Le virologue marseillais est un auteur particulièrement prolifique. Mais certaines de ses pratiques dérangent ses confrères, explique « Le Parisien ».
Il est devenu la coqueluche des médias au cours des derniers mois. Adulé par les uns, critiqué par les autres, le professeur Didier Raoult, défenseur d’un traitement basé sur l’hydroxychloroquine face au coronavirus ne laisse pas indifférent. Mais avant d’exploser aux yeux du grand public, le directeur de l’IHU Méditerranée s’était déjà fait un nom dans le monde médical, grâce à de nombreuses publications.
Selon le site Web de l’institut il serait même « le chercheur européen dont les publications ont été le plus citées par la communauté internationale ». Comme le note le Parisien, sa capacité à produire autant interroge pourtant certains de ses confrères.

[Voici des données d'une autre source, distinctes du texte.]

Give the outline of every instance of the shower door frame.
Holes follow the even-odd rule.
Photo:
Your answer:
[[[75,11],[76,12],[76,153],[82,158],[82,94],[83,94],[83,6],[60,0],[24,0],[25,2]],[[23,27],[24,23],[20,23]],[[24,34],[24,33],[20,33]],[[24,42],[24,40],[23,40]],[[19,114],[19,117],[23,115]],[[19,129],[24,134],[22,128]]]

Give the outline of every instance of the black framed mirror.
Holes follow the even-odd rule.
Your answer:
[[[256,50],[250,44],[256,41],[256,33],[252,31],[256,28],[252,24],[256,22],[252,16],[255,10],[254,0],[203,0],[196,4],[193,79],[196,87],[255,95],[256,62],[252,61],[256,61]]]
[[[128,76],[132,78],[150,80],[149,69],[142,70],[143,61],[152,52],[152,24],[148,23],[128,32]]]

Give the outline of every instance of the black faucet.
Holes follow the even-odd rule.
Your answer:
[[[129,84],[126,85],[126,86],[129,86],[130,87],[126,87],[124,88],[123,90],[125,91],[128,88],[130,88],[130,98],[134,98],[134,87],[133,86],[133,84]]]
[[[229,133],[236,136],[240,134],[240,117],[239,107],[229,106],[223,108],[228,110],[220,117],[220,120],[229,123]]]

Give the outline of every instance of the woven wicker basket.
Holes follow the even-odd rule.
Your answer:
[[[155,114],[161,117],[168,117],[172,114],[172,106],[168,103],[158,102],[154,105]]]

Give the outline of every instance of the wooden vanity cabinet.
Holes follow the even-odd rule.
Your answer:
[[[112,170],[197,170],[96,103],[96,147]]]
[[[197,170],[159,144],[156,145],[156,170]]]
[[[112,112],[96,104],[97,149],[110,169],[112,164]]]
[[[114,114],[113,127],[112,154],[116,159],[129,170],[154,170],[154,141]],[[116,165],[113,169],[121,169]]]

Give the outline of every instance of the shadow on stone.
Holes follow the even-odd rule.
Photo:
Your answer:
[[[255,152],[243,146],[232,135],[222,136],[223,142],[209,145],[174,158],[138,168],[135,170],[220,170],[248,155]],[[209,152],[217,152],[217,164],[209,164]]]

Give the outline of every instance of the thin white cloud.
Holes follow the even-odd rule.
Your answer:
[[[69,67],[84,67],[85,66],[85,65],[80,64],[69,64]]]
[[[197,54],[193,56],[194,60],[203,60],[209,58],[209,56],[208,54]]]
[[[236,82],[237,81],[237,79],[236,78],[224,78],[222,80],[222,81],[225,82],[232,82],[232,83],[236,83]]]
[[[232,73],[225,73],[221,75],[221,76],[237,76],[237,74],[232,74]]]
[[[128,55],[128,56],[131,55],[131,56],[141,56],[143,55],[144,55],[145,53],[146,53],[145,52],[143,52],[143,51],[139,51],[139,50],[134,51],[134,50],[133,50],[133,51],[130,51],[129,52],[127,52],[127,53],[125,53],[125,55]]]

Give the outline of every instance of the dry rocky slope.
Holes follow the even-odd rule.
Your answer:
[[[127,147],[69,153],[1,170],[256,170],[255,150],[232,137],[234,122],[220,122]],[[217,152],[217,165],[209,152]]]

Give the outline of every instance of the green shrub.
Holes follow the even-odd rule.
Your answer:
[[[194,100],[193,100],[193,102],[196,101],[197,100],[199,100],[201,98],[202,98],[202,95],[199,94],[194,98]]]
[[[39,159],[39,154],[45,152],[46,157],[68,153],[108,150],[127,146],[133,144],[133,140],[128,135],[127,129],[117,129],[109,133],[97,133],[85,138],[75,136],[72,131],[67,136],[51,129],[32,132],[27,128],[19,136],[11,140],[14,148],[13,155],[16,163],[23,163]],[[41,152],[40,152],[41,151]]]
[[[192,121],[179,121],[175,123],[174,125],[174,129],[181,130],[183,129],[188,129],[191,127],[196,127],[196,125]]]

Pour comprendre l’ampleur du phénomène, il faut tout d’abord se pencher sur les chiffres. PubMed, le principal moteur de recherche sur les publications scientifiques, recense 1 836 articles du professeur Didier Raoult entre 1995 et 2020. Soit plus de 120 par an. Un chiffre qui a attiré l’attention de certains scientifiques qui ont donc enquêté sur ses méthodes. Bilan ? Une large partie de ses publications se fait dans des revues où travaillent des membres de son équipe.
Ainsi, il aurait publié 230 études dans New Microbes and New Infections. Or, le directeur de la publication de la revue est Michel Drancourt, adjoint de Didier Raoult au sein de l’IHU et collaborateur du virologue depuis 35 ans. Des membres de l’IHU ont des fonctions éditoriales dans près de la moitié des revues où il est le plus prolifique.
Une question financière
Le professeur Francis Berenbaum, du centre de recherche Saint-Antoine à Paris, jette un regard critique sur la situation. « Lorsqu’une équipe envoie son travail à une revue tenue, finalement, par elle-même, c’est caractéristique du conflit d’intérêts », explique-t-il au Parisien. Du côté de l’IHU Méditerranée, on parle d’accusations « sans preuve » et de « spéculations ».
Pourquoi le sujet est-il aussi important ? En raison de l’impact sur le financement des établissements de santé. Les dotations de l’État sont en effet directement reliées au nombre de publications signées par des chercheurs d’un établissement. Chaque publication peut rapporter jusqu’à 32 points, selon le classement de la revue et le rang de l’auteur dans l’étude. Chaque point a ensuite une valeur de 600 euros par an pendant 4 ans. Patrick Devos, un statisticien de l’université de Lille qui a contribué à mettre au point ce système s’interroge sur « une manière détournée de booster son score ». Dès 2017, la Cour des comptes poussait pour une modification des « modalités d’affectations des recettes », jugeant le système « insuffisamment discriminant selon la qualité des recherches ». Sans effet pour l’instant.